Wherever this attraction may or may not have led, the two have remained close in the intervening decades. She describes him as “a very kind person who takes a lot of trouble… I’m sure there are lots of people in the world who nobody knows about who’ve been helped by Jonathan.” She talks about her grandson – one of an incredible 17 grandchildren – Thomas, son of Benji, who is at Harrow where Aitken gave a talk about literacy in prisons and prison reforms: “Thomas went up to him and introduced himself and Jonathan took infinite trouble to talk to him about his grandfather, Hugh, whom of course he never knew.”
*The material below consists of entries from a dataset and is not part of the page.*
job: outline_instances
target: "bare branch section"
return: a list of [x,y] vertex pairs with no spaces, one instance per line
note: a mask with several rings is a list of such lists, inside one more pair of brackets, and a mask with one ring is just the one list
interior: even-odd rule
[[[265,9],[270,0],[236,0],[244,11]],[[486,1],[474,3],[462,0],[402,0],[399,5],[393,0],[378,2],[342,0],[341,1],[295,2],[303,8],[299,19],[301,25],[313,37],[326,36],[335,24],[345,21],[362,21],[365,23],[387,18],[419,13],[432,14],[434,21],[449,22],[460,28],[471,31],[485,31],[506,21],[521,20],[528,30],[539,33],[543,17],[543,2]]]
I wonder whether she found her old friend much changed after his seven-month spell in prison. “He came to lunch after he came out and he was incredibly thin, of course. Very, very thin,” Fraser recalls. “Yes, I think he has changed. He would say that he’s seen the light. I don’t know what language he uses but…” He’s embraced religion? “Really embraced it, believes strongly. And this is what saved him in adversity. I think it’s wonderful to be saved by something spiritual.”
This talk of prisons and spiritual succour takes us into Fraser’s own fascinating family and, in particular, her father Lord Longford, who died in 2001 at the age of 95; 14 months later, in October, her mother, the writer Elizabeth Longford, died at 96. In November, the next month, Myra Hindley – the child murderer on whose behalf Lord Longford had campaigned – also died, at 60, of a chest infection.